Con ella profundizamos en el conocimiento de la Religión y vemos cosas insospechadas para el que no la tiene. Es la diferencia entre la contemplación de la partitura de un concierto hecha por un profano o por un gran músico.
Es triste ser sordo, y no poder oír la música. Es triste ser ciego, y no poder ver las flores. Pero más triste es no tener fe, y no poder tener esperanza en la misericordia de Dios, nuestro Padre.
El espíritu de fe nos hace juzgar de todas las cosas según las normas de la fe, desde el punto de vista de Dios. Esta iluminación hay que pedírsela al Espíritu Santo.
La fe ilumina la noche. Pero no suprime la noche.
Como las luces que señalan al piloto la pista de aterrizaje. Le señalan el camino, pero no iluminan las tinieblas. Vamos viendo según vamos avanzando. Como con la linterna que alumbra nuestros pasos.
La fe ilumina la Verdad. Nos da a conocer cosas insospechadas, y nos lleva a aceptar la Verdad y a adherirnos a la Persona que nos la transmite.
Se une a ella como dos ríos en uno solo.
Es una opción por Algo y por Alguien. Dios no se impone. Quiere ser elegido libremente. Dios se me ofrece en una declaración de amor, y espera mi respuesta.

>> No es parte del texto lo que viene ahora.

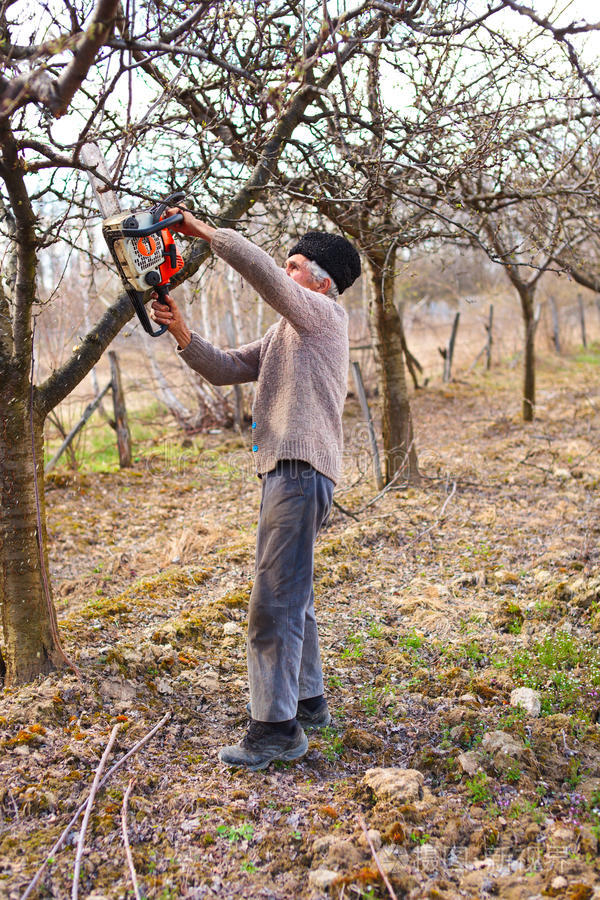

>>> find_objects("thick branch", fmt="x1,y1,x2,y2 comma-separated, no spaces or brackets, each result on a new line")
38,7,380,414
0,0,119,119
0,125,37,373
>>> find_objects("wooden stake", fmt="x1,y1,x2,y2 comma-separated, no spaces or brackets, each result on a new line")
44,381,112,474
352,362,384,491
440,313,460,384
577,294,587,347
550,297,560,353
485,303,494,372
121,778,142,900
108,350,131,469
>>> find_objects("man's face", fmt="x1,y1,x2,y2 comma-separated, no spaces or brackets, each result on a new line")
285,253,331,294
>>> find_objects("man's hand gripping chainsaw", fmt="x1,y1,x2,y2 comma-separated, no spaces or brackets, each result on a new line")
102,193,185,337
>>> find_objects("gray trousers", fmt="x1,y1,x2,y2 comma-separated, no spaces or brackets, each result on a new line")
248,460,334,722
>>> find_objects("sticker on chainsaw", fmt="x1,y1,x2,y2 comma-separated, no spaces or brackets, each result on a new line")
127,235,163,272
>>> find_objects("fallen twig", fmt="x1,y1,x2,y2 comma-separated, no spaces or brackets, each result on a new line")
71,722,121,900
406,481,456,547
358,816,398,900
333,500,358,522
21,712,171,900
121,778,142,900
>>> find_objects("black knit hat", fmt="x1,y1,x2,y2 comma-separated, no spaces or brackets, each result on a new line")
288,231,360,294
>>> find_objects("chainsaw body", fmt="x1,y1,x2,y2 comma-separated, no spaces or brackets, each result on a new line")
102,194,184,337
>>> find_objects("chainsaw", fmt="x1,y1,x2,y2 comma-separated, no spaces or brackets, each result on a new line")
102,193,185,337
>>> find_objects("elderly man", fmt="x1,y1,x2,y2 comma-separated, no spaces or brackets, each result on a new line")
152,210,360,769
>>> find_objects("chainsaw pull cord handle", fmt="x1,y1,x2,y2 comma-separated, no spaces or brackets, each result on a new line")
123,213,183,237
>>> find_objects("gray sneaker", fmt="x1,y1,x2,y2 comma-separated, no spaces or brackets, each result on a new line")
246,698,331,729
219,720,308,772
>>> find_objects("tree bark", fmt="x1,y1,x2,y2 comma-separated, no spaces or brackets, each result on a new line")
367,252,421,484
0,381,64,685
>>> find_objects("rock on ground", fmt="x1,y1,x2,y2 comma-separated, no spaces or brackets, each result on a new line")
363,768,423,803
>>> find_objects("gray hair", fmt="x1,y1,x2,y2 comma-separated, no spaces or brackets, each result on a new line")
306,259,340,300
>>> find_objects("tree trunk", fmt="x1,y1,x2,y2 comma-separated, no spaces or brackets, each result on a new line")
367,253,421,484
0,382,64,685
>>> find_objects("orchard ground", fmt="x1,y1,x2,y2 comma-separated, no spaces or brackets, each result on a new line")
0,345,600,900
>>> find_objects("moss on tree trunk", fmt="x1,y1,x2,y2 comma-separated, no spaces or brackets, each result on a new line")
367,253,420,484
0,386,63,685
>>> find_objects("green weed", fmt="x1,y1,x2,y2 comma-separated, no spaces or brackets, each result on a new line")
217,822,254,844
321,725,344,762
465,772,492,803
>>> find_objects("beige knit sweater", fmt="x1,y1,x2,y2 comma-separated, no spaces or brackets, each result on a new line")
179,228,349,482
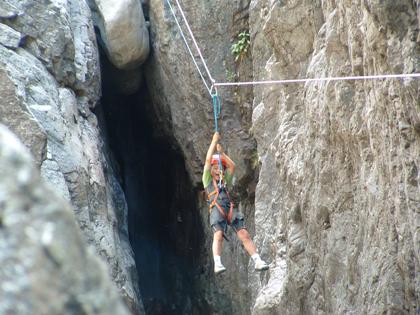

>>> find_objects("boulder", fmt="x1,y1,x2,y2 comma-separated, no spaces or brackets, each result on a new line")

La fe nos adhiere a Dios y nos impulsa a adherirnos cada vez más perfectamente a Él por la gracia. Precisamente nos hace ver que en realidad sólo podremos estar reunidos a Él si estamos en gracia.
3,11. En la fe «el hombre se entrega entera y libremente a Dios, le ofrece el homenaje total de su entendimiento y voluntad, asintiendo libremente a lo que Dios revela».
La fe no debe ser sólo intelectiva, seca, fría, sin palpitación vital.
Debe ser alegre, optimista, ardiente, que brote de las entrañas del espíritu, y vivifique todo nuestro ser y nuestro obrar.
Fe que se ilumine con la cabeza, y se caliente con el corazón.
La fe da optimismo para llevar esta vida tan llena de calamidades.
Es como el pájaro que oye crujir la rama sobre la que está, al ser zarandeada por vendaval: él no teme, porque tiene alas.